SSE/MMX compilation using nvcc

I’ve been trying to convert heavily SSE/MMX optimized code to CUDA.
I want to specifically target a loop where most of the time is spend.
Unfortunately at this point I can’t even compile my code under CUDA (there is no kernel code yet - I’m just trying to compile original code using nvcc)
I run into problems with SSE/MMX instructions.
I get tons of compile errors like this:
/usr/lib/gcc/x86_64-linux-gnu/4.1.2/include/mmintrin.h(48): error: identifier “__builtin_ia32_emms” is undefined
/usr/lib/gcc/x86_64-linux-gnu/4.1.2/include/mmintrin.h(61): error: identifier “__builtin_ia32_vec_init_v2si” is undefined
/usr/lib/gcc/x86_64-linux-gnu/4.1.2/include/mmintrin.h(90): error: identifier “__builtin_ia32_vec_ext_v2si” is undefined
/usr/lib/gcc/x86_64-linux-gnu/4.1.2/include/mmintrin.h(114): error: identifier “__builtin_ia32_packsswb” is undefined
/usr/lib/gcc/x86_64-linux-gnu/4.1.2/include/mmintrin.h(129): error: identifier “__builtin_ia32_packssdw” is undefined
/usr/lib/gcc/x86_64-linux-gnu/4.1.2/include/mmintrin.h(144): error: identifier “__builtin_ia32_packuswb” is undefined
/usr/lib/gcc/x86_64-linux-gnu/4.1.2/include/mmintrin.h(158): error: identifier “__builtin_ia32_punpckhbw” is undefined
/usr/lib/gcc/x86_64-linux-gnu/4.1.2/include/mmintrin.h(172): error: identifier “__builtin_ia32_punpckhwd” is undefined
/usr/lib/gcc/x86_64-linux-gnu/4.1.2/include/mmintrin.h(186): error: identifier “__builtin_ia32_punpckhdq” is undefined

I’m developing under LINUX using CUDA 2.0
Any suggestions?

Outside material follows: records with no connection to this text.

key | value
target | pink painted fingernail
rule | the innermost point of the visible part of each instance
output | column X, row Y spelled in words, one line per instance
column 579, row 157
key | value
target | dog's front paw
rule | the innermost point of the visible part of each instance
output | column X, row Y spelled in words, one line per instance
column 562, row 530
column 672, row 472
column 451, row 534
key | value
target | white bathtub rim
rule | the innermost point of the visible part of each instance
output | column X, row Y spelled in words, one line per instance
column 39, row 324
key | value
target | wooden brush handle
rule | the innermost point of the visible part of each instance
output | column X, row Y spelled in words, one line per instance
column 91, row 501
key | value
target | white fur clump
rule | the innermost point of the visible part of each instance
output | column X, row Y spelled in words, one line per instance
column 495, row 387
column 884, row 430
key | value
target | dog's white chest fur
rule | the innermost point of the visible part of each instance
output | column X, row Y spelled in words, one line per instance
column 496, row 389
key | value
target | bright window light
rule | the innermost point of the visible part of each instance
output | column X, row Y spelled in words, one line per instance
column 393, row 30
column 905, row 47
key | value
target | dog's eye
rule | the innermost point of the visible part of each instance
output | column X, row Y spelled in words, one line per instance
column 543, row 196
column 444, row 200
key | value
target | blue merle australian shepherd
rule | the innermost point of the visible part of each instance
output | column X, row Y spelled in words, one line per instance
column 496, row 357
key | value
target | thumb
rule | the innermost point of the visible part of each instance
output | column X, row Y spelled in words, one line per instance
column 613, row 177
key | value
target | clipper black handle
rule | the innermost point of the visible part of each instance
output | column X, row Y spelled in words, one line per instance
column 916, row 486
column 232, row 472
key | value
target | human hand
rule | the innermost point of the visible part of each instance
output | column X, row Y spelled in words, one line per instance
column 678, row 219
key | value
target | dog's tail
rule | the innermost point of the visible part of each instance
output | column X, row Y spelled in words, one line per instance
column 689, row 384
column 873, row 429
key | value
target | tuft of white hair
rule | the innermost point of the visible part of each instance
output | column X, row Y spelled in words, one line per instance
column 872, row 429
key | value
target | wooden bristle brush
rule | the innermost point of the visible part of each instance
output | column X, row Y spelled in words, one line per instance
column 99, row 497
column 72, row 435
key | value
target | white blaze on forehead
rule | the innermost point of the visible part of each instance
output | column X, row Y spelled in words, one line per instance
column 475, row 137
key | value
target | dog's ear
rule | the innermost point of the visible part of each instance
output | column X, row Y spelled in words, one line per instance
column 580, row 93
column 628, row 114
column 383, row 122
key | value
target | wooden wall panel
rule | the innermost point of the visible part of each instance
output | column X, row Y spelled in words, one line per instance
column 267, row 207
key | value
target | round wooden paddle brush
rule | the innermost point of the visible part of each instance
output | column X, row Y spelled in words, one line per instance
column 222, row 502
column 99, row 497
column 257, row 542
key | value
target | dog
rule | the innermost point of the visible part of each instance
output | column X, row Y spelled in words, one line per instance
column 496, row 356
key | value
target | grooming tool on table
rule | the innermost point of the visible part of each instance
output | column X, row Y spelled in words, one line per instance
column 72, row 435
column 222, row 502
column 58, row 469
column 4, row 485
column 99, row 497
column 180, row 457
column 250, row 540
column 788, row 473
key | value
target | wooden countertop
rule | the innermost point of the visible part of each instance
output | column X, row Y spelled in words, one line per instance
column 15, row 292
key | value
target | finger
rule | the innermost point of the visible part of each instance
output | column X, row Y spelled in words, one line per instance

Is SSE/MMX support broken in nvcc?
(I know that one option would be to remove all SSE/MMX code but I don’t want to got that way. There is a lot of SSE/MMX code that is called outside the main loop that I want to optimize)

Thanks

Just compile your performance tuned SSE code in the normal compiler, GPU kernel code in nvcc and link the objects together.

Does your code compile in regular gcc? I think the problem is that MMX is not really supported on x86_64. You should convert your code to true SSE. You’ll get a nice performance boost from that.